Uterine fibroid embolization (UFE), also known as uterine artery embolization, is performed by an interventional radiologist, a physician who is trained to perform this and other types of embolization and minimally invasive procedures. UFE is performed while the patient is conscious, but sedated. It does not require general anesthesia.
The interventional radiologist makes a tiny nick in the skin in the groin and inserts a catheter into the femoral artery. Using real-time imaging, the physician guides the catheter to the uterine artery and then releases small beads into the small arteries that supply blood to the fibroid tumor. This blocks the blood flow to the fibroid tumor and causes it to shrink. Symptoms typically improve substantially and very rarely re-grow..
UFE can be performed safely in an outpatient setting. Non-steroidal medication (Motrin) and other pain killers are prescribed for several days following the procedure to help to control pain and cramping. In addition, medication for nausea may be prescribed as needed. Most women resume light activities in a few days and are able to return to normal activities within ten days. In comparison, recovery time after a hysterectomy is approximately six weeks.
- 80-90 percent of women experience significant relief of their symptoms
- UFE is effective on most sizes and types of fibroids
- Recurrence of treated fibroids is rare
- Approximately 14,000 UFE procedures are performed annually in the U.S.
- Embolization of the uterine arteries has been performed by interventional radiologists for more than 20 years. It was and still is used to treat life-threatening bleeding after childbirth.

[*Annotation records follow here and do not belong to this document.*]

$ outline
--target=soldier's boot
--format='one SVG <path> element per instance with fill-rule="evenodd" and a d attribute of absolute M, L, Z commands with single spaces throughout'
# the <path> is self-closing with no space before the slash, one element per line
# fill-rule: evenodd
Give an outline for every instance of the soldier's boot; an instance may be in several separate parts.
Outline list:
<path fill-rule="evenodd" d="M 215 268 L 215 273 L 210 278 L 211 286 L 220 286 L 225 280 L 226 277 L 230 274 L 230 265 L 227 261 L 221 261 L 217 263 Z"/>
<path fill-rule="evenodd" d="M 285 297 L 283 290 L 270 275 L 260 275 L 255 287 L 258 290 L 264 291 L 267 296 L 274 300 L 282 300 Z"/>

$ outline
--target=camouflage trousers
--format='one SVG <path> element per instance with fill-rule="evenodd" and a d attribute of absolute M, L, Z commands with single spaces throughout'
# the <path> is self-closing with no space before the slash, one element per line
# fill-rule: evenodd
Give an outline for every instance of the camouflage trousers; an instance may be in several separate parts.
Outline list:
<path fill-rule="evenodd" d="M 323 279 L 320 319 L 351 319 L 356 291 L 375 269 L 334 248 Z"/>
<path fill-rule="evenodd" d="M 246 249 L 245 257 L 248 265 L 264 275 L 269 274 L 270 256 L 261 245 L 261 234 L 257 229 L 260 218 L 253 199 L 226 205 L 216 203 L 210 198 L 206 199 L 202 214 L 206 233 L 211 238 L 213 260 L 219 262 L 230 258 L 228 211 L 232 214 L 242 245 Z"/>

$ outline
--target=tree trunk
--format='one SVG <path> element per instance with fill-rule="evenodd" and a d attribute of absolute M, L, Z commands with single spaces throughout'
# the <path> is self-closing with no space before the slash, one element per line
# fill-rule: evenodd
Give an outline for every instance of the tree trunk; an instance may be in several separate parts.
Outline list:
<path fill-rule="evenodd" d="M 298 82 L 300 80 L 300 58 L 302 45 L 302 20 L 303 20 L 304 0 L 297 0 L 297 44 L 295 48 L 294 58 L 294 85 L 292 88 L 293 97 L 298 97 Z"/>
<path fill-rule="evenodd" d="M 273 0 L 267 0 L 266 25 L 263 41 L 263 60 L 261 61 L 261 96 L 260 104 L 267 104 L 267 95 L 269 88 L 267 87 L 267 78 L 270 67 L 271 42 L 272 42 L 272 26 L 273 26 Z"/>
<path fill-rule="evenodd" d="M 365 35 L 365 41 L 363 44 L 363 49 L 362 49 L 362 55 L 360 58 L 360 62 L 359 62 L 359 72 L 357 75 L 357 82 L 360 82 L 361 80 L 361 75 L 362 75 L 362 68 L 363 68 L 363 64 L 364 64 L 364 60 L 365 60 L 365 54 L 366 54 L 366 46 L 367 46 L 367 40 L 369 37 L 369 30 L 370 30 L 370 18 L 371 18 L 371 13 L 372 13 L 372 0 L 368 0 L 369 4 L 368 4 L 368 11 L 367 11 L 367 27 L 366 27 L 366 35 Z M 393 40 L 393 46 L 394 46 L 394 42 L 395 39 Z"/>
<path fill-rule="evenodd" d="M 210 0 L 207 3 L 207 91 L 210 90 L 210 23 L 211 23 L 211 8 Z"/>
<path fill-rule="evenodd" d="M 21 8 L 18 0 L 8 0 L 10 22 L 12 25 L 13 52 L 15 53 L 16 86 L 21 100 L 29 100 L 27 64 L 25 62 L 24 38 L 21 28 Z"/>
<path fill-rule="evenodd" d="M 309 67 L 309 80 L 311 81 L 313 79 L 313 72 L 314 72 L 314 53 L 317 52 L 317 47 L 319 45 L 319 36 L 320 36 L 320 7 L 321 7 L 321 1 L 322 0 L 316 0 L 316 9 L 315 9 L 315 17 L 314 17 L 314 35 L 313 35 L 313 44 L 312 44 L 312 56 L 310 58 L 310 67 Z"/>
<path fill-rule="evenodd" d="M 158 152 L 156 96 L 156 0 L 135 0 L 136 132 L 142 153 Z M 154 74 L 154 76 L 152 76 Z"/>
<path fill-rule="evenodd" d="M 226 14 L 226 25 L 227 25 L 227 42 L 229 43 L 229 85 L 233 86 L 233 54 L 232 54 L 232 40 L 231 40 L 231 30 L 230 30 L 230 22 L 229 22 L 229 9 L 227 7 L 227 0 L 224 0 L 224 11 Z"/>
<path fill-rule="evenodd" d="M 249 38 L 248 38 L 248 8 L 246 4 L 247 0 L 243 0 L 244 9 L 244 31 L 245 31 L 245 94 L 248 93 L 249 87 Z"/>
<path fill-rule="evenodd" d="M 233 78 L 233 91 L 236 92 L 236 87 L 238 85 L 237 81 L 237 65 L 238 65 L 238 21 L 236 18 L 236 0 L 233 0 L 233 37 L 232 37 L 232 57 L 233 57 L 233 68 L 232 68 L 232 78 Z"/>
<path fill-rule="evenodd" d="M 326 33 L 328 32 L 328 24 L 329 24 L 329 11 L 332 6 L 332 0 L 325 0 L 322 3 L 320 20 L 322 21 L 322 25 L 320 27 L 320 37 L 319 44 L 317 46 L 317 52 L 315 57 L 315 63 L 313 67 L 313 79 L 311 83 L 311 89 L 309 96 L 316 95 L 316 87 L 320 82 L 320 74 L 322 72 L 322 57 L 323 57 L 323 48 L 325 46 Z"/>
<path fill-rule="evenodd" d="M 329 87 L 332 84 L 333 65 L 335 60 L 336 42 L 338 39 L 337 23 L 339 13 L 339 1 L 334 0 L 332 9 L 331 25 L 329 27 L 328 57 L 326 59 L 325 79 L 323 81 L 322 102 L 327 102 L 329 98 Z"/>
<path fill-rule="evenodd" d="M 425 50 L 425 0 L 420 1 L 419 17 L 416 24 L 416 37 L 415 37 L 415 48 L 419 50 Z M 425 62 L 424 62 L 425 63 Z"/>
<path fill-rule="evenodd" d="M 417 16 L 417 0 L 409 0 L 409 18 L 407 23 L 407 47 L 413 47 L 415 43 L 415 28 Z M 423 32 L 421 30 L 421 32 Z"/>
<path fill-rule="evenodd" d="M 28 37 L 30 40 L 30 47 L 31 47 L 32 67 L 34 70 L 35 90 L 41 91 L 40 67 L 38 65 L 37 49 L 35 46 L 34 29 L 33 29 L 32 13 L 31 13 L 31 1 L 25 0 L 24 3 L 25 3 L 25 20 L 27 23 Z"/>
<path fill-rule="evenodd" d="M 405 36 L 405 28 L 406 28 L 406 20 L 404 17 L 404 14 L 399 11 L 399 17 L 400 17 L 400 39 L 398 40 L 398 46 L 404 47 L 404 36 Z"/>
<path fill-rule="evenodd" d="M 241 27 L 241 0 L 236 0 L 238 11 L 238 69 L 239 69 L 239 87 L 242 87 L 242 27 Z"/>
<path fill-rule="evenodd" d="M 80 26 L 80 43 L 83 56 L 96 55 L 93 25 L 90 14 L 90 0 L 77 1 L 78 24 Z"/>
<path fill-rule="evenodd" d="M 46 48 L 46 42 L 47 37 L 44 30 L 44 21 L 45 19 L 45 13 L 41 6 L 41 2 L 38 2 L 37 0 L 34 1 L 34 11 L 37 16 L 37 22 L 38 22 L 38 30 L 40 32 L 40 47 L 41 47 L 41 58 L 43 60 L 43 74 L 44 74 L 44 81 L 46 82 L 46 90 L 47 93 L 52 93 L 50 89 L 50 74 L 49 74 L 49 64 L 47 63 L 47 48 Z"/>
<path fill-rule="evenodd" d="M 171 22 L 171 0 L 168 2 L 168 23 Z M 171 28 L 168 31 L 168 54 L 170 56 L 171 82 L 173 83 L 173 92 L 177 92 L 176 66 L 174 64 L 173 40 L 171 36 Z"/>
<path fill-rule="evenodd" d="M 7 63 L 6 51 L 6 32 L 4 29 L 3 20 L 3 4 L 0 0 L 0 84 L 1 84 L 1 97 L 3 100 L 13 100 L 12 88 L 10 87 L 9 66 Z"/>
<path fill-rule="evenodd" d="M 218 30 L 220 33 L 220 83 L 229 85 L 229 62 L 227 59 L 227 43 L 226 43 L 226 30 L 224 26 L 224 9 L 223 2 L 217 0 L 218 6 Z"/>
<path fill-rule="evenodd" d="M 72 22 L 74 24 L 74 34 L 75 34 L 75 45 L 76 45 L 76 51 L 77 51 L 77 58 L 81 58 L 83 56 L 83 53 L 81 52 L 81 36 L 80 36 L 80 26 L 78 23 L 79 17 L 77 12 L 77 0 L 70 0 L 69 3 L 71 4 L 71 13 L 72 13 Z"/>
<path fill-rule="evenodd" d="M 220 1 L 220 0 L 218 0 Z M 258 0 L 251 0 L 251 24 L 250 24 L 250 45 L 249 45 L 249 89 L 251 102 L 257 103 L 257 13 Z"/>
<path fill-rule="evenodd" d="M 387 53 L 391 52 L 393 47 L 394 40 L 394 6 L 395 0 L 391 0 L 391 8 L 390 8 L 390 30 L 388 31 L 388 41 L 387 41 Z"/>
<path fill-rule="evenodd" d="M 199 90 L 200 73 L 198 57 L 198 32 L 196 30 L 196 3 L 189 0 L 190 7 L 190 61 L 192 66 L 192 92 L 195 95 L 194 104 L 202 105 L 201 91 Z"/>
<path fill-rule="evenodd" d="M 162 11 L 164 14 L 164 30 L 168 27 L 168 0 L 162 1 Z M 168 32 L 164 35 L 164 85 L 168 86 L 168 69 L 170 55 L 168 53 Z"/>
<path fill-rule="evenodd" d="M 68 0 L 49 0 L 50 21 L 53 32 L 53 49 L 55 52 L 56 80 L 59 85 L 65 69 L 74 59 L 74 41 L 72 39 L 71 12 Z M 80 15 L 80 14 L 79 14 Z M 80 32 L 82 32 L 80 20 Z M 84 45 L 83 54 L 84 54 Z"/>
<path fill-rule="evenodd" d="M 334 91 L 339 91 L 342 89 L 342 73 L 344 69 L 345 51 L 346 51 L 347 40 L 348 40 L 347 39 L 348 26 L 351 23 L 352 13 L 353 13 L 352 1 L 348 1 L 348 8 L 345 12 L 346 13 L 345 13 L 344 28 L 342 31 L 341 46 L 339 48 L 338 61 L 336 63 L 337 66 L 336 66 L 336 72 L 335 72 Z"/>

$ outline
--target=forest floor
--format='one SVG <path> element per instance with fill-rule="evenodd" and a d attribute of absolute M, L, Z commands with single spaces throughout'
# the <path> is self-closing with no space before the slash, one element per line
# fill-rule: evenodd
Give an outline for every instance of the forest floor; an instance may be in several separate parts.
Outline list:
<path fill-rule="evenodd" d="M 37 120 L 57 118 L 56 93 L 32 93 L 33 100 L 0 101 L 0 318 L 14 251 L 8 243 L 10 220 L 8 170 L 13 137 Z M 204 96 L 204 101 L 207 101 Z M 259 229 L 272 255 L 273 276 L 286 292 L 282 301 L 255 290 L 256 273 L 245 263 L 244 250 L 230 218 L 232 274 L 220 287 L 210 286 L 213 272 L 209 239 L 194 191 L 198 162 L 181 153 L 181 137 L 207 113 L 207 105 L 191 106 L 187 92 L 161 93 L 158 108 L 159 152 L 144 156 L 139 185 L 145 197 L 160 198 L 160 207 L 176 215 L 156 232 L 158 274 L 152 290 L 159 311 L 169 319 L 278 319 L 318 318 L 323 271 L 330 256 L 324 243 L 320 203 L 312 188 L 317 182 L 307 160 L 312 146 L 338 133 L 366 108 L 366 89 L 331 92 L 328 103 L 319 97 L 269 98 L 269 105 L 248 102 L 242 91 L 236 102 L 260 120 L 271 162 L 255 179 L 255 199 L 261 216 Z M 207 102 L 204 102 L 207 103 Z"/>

- The embolic particles are FDA approved.
- UFE is covered by most major insurance plans
- UFE is an organ sparing procedure preserving the uterus
UFE is very safe and, like other minimally invasive procedures, has significant advantages over conventional open surgery. However, there are some associated risks, as there are with any medical procedure. A small number of patients have experienced infection, which usually can be controlled by antibiotics. There also is a less than one percent chance of injury to the uterus, potentially leading to a hysterectomy. These complication rates are lower than those of hysterectomy and myomectomy.